安徽新华传媒(SHSE:601801)的三年收益增长不及突出的股东回报

Simply Wall St ·  22:23

By buying an index fund, you can roughly match the market return with ease. But if you choose individual stocks with prowess, you can make superior returns. Just take a look at Anhui Xinhua Media Co., Ltd. (SHSE:601801), which is up 39%, over three years, soundly beating the market decline of 36% (not including dividends).

After a strong gain in the past week, it's worth seeing if longer term returns have been driven by improving fundamentals.
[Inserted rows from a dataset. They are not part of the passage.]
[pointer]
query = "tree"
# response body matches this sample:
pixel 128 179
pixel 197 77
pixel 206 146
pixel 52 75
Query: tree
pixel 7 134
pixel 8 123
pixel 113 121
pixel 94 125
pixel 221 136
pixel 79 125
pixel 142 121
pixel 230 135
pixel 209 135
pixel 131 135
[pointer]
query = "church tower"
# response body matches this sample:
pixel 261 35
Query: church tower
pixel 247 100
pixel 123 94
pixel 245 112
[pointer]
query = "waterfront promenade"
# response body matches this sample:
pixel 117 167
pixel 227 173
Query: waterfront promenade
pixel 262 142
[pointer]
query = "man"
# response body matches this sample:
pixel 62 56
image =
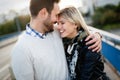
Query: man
pixel 39 52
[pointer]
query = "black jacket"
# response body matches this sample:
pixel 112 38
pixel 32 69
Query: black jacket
pixel 89 65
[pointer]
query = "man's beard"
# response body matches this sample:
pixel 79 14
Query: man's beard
pixel 49 25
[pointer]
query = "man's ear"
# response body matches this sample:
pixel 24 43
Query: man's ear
pixel 43 13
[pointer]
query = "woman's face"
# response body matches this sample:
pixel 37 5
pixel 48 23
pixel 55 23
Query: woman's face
pixel 66 28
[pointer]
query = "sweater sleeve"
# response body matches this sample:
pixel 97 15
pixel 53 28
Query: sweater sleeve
pixel 22 64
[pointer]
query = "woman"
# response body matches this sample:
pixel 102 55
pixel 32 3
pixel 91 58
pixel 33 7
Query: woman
pixel 83 64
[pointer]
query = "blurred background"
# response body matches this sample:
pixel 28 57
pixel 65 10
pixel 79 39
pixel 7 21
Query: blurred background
pixel 104 15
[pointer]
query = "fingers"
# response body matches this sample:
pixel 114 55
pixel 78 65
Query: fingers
pixel 89 37
pixel 97 49
pixel 94 45
pixel 95 41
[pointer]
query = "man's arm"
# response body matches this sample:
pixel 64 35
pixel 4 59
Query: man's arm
pixel 96 40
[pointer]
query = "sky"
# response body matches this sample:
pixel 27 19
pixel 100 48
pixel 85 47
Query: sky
pixel 7 5
pixel 16 5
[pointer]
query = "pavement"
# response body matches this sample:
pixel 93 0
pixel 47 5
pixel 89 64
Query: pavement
pixel 5 70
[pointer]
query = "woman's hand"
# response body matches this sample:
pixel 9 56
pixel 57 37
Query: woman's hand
pixel 96 41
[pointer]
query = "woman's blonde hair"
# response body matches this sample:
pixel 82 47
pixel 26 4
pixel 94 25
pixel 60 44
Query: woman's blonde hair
pixel 72 15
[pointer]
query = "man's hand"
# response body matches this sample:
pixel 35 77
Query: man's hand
pixel 94 39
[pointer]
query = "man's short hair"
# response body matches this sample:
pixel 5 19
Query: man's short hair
pixel 37 5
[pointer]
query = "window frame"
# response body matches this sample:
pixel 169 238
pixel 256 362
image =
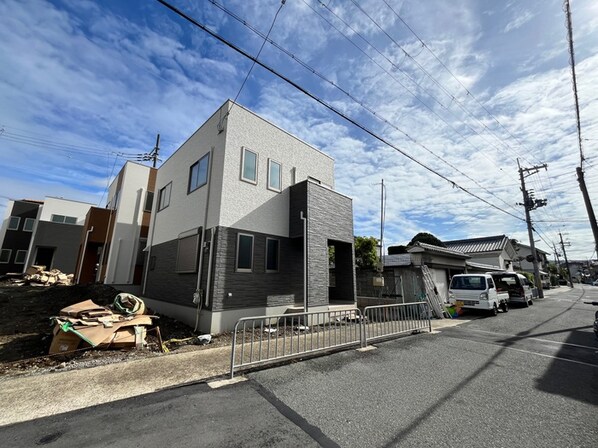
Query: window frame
pixel 243 269
pixel 270 187
pixel 277 240
pixel 161 195
pixel 243 178
pixel 10 220
pixel 190 188
pixel 20 252
pixel 9 255
pixel 28 220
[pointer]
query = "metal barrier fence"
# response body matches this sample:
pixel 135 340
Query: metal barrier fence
pixel 383 321
pixel 261 339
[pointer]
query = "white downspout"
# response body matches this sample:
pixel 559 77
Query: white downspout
pixel 83 250
pixel 305 304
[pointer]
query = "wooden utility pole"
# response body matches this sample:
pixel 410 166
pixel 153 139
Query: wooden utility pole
pixel 530 203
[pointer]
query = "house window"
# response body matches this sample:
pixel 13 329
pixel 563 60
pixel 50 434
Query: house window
pixel 198 173
pixel 272 254
pixel 28 225
pixel 249 166
pixel 164 198
pixel 149 201
pixel 187 252
pixel 20 257
pixel 274 175
pixel 5 255
pixel 244 252
pixel 61 219
pixel 13 223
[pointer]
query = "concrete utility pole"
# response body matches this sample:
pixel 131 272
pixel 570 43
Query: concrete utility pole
pixel 579 169
pixel 530 203
pixel 566 261
pixel 156 151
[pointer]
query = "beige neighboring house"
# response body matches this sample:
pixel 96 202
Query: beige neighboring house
pixel 495 251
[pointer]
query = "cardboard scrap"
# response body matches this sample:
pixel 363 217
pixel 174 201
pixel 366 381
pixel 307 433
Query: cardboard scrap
pixel 37 275
pixel 98 327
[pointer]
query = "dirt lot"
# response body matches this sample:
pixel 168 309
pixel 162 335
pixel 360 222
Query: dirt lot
pixel 26 329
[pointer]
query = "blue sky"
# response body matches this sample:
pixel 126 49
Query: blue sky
pixel 84 84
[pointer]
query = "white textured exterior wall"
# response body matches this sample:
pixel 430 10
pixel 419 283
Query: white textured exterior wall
pixel 233 202
pixel 187 211
pixel 65 207
pixel 127 222
pixel 4 226
pixel 255 207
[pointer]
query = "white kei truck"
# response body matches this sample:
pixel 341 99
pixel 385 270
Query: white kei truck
pixel 478 291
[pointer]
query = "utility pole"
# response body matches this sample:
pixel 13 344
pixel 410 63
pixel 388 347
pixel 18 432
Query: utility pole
pixel 530 203
pixel 566 261
pixel 579 169
pixel 156 151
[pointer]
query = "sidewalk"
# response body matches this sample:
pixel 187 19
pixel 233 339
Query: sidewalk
pixel 30 397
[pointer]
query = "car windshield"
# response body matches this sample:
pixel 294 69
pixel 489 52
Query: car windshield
pixel 474 282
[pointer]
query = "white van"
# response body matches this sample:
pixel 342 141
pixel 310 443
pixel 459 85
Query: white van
pixel 517 285
pixel 477 291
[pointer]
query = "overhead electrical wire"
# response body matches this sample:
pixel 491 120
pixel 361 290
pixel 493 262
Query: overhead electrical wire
pixel 329 106
pixel 408 76
pixel 376 114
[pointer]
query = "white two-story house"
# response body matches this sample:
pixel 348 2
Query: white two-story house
pixel 242 221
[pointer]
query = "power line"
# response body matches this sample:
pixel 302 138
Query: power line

To quote Buffett, 'Ships will sail around the world but the Flat Earth Society will flourish. There will continue to be wide discrepancies between price and value in the marketplace...' One imperfect but simple way to consider how the market perception of a company has shifted is to compare the change in the earnings per share (EPS) with the share price movement.

During three years of share price growth, Anhui Xinhua Media achieved compound earnings per share growth of 3.9% per year. This EPS growth is lower than the 12% average annual increase in the share price. This indicates that the market is feeling more optimistic on the stock, after the last few years of progress. That's not necessarily surprising considering the three-year track record of earnings growth.

The company's earnings per share (over time) is depicted in the image below (click to see the exact numbers).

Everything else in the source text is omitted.